The final movement comes across at the right tempo, but if they can play it cleanly this fast, why not up- the tempo in the first? This final movement reveals just what technically-talented these players are, you rarely hear soloists play so solidly throughout their range. Hats off, too, to the recording team from Harmonia Mundi for capturing the sound as clearly as they do.
At about 2:28 into the movement, the real fireworks start, and that part is what makes this a favorite of mine. The playing from 3 min-3:20 or so into it is very strong, too. But the playing is so strong and clean, that we never get a sense that the soloists are under any duress. And that duress, I’m afraid, is what builds the drama.
I’d hate to fault anyone for playing so well, but my preferred performance is by the Academy of Ancient Music. Their tempo for the final movement is not as ambitious, and the recording isn’t perhaps as luxurious, but the drama that Bach wrote into the music comes across in those difficult passages. The bass is also cleaner in the texture, which I think, helps with the articulation with our own feet as we listen. You simply feel these violinists are on the edge a bit more, which comes across more daring and dramatic.
(BWV 1041 opening) Taking comparisons further, Monica Huggett’s release from just a few years ago suffers from a less-clear recording. Recording or not, the solo instruments employed by the Germans speak better in the upper registers.
(BWV 1041 opening) AAM under Manze’s sound is compressed from the orchestra, yet he emerges very clearly apart from the ensemble. He’s also got some interesting articulations under this sleeves.
(BWV 1041 opening) English Concert under Pinnock with Standage has a clearer-sounding opening than either Huggett or Manze. Standage also comes across clearly, if not thin, but with a good tone. His lower register sounds a little “mushy” compared to his clear upper range. The EC offers some dynamic contrasts, but not nearly to the degree that the AAM under Manze does.
(BWV 1041 opening) Café Zimmermann pushes tempo fast. The sound is clear, especially so from the bowed bass in my right ear. There’s not as clear separation from the soloist with the rest of the ensemble.

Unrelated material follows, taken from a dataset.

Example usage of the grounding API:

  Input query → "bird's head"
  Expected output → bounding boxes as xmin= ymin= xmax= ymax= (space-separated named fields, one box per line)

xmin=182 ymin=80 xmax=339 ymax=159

(BWV 1041 opening) Musica Alta Ripa goes back to a more reasonable tempo adopted by the others, with a really rich sound to the recording. The orchestra sounds small and in the background, while the soloist (Ursula Bundies) comes across clearly and cleanly in the texture. Nothing controversial.
Going back to the FBO’s new recording, the orchestra by itself is not nearly as clear or upfront as some of the others, at least with headphones on. They do offer some of the nicest sounding violins for the solos, at least tonally speaking.
It’s hard to pick any one favorite! There’s a lot to enjoy among a lot of different, available recordings. The thing you may be interested in knowing is if there’s anything significantly different in these new performances. The playing, technically, would be hard to beat. If I had only one recording to enjoy, this could be it. But that said, I’d really be a happier listener if I felt this recording was closer to a “live performance,” where I felt some chances were being taken. Instead, they went for planned perfection. This is a tradeoff: do you make a record that is even enough to survive repeated listenings? Or do you capture that one special performance that took some stylistic chances?
Most ensembles record safe, and play it looser in the performance hall. The only problem is, I don’t have any recordings that do that with Bach’s three violin concertos. As a bonus with this record, we get BWV 1064R, which has not been as popular in recordings.
So, this new release for me isn’t perfect. But as a single release of Bach’s violin concerti, it may be the single strongest record released yet on historical instruments.